3.2. Attention Mechanism Module

The human visual system tends to automatically ignore some unimportant things when judging things and puts limited energy on things we need to pay attention to, which greatly reduces the time needed to process things. For example, when typing, we pay more attention to the screen of the computer than to the outline of the computer. This is the attention mechanism [16]. The mechanism model was first used in natural language processing and has gained great success, so it is favored in computer vision.

CBAM represents the attention mechanism module of the convolution module, which is a kind of attention mechanism module combining space and channel [17]. As shown in Figure 3, input feature graph F and obtain feature graph F1 through the channel attention mechanism. F2 is obtained through the spatial attention mechanism.

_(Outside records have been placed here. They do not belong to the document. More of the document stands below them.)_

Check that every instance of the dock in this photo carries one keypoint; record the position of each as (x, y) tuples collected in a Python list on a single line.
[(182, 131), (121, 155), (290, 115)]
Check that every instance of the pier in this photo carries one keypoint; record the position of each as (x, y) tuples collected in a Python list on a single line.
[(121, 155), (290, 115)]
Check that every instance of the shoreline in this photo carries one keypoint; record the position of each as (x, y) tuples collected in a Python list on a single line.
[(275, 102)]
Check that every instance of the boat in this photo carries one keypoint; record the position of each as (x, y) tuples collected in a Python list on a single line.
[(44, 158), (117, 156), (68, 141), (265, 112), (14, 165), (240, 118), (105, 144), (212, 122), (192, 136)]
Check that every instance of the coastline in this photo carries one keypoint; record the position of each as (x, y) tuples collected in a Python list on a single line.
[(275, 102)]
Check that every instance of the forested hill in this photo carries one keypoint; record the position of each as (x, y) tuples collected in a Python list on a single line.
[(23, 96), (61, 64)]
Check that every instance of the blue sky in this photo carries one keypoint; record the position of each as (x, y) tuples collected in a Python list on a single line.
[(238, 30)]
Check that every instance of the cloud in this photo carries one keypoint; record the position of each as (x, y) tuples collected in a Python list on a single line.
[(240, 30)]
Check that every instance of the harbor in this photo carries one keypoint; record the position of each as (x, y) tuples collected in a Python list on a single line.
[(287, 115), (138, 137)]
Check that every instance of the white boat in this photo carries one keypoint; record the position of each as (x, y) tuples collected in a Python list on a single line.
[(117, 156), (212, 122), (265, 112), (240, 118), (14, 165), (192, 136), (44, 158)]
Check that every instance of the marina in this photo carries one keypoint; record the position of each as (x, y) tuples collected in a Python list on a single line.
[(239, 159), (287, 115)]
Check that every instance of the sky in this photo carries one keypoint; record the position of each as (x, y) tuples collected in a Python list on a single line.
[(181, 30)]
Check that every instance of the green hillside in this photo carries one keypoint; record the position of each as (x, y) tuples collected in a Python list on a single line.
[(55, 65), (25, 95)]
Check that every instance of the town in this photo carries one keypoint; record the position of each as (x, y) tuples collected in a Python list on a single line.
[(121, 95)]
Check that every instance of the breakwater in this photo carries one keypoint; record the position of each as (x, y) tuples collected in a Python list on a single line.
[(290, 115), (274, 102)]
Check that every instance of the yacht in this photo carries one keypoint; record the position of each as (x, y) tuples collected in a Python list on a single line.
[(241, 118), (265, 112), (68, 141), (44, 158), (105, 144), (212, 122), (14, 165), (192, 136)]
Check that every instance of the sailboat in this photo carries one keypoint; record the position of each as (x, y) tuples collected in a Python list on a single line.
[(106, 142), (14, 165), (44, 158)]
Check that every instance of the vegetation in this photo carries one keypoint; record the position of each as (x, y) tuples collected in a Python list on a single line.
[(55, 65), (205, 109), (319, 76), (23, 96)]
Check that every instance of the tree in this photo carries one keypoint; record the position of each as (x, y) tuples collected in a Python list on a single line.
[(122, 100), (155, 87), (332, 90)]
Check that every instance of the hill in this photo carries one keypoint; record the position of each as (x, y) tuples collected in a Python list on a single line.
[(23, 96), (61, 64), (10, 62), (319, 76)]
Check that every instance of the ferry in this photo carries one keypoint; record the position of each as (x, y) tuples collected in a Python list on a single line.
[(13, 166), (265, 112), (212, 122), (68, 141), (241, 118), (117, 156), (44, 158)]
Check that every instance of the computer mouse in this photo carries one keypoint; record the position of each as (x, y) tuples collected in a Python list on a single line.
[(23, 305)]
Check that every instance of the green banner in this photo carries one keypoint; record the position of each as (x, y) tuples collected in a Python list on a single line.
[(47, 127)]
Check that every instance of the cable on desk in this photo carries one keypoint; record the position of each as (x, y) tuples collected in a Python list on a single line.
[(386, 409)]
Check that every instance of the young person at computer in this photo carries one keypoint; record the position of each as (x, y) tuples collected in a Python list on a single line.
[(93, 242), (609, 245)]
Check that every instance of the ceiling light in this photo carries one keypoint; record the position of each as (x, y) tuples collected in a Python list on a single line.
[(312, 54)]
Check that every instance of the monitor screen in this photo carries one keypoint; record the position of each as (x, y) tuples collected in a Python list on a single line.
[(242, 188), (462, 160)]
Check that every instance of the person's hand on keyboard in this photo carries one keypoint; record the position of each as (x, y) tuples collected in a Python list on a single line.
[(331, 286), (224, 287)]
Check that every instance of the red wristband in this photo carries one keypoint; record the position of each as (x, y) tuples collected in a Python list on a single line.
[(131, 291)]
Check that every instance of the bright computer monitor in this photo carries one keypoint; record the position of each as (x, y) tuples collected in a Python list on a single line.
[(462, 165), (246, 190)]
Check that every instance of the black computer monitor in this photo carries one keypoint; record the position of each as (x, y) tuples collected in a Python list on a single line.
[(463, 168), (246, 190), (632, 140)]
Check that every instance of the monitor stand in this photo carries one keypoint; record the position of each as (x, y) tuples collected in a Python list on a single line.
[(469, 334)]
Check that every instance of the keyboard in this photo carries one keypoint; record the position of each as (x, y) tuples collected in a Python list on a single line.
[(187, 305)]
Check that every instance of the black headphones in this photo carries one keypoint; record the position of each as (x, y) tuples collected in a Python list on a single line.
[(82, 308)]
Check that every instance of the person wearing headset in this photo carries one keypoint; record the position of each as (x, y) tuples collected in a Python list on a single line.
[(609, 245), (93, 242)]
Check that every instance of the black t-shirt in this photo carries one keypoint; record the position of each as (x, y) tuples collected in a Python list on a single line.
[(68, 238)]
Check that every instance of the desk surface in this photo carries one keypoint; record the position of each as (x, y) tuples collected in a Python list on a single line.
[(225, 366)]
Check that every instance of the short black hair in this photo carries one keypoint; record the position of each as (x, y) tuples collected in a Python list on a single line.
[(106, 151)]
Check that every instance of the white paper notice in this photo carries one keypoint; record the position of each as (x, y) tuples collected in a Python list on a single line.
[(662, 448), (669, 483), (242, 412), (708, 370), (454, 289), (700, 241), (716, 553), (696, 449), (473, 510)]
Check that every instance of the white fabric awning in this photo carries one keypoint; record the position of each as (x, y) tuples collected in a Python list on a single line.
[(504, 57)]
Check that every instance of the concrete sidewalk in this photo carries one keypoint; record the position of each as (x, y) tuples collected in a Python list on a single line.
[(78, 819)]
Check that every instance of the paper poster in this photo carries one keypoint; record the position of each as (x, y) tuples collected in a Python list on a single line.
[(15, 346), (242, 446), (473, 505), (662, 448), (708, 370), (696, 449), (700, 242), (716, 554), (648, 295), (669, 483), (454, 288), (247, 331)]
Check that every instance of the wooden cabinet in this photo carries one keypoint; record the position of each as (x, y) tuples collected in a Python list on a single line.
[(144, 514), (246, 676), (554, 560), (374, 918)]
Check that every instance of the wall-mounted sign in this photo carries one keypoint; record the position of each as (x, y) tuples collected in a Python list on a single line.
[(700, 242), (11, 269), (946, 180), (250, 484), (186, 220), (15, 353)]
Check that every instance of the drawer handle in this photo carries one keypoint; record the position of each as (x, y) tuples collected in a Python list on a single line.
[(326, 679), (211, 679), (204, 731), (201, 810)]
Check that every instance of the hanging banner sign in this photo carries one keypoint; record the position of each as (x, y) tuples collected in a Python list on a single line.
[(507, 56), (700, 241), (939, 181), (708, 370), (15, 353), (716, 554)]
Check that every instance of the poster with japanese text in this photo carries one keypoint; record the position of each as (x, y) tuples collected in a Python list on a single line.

The traditional DeepLabv3+ model has too few modified edges, resulting in rough edge segmentation and making no difference in the category importance of segmented pixels [7]. As the original model network contains a large number of channel integration, the deeper the operation network, the more difficult it is to describe and extract the features, which is not conducive to the expansion of learning. Therefore, the CBAM dual-attention mechanism is introduced in this study to assign weight coefficients to channels and give higher weight to edge channels, to optimize the training network and enhance the generalization ability of the network.

4. Experiment

4.1. Dataset and Preprocessing

The experimental data were obtained in the continuous shooting mode of the mobile phone. The shooting was divided into 24 groups of 100 images each. The experimental data were divided into three parts: training set (2,000 images), validation set (200 images), and test set (200 images). After uniformly and continuously naming the collected images, Python code was used to cut the images with the same specifications, and the images with a resolution of 512 × 512 were produced. Finally, the processed images were classified and integrated into the initial dataset [18].

The annotation tool LabelMe in Anaconda was used to label the images in the initial dataset one by one and generate JSON files at the same time. Finally, the dataset was used to batch transform the images into gray maps with a bit depth of 24° [19]. The dataset used by the model in this study is a combination of the original dataset and the transformed gray map. The sample dataset is shown in Figure 4:

In Figure 4, the left image represents the shooting image and the right image represents the annotated image. Then, according to the original image and annotated image, the single channel grayscale image is trained and combined with the shooting image to form a basketball dataset. The dataset contains 2,400 images, which are divided into three categories: people, basketball, and background images. In the segmentation effect, the color of the image is divided into 3 categories, and each color corresponds to the corresponding category. In semantic segmentation datasets, common datasets contain tens of thousands or even hundreds of thousands of data, so as to meet the needs of model learning, improve segmentation accuracy, and reduce the overfitting phenomenon caused by too few images. The dataset used in this article is relatively small. To improve the diversity of training samples and reduce the underfitting problem caused by insufficient samples in the training process, this study uses horizontal flip, vertical flip, noise, and brightening to expand the dataset, so that the training set contains 10,000 images.

Figure 5 shows the effect of horizontal flip, vertical flip, noise, and brightening.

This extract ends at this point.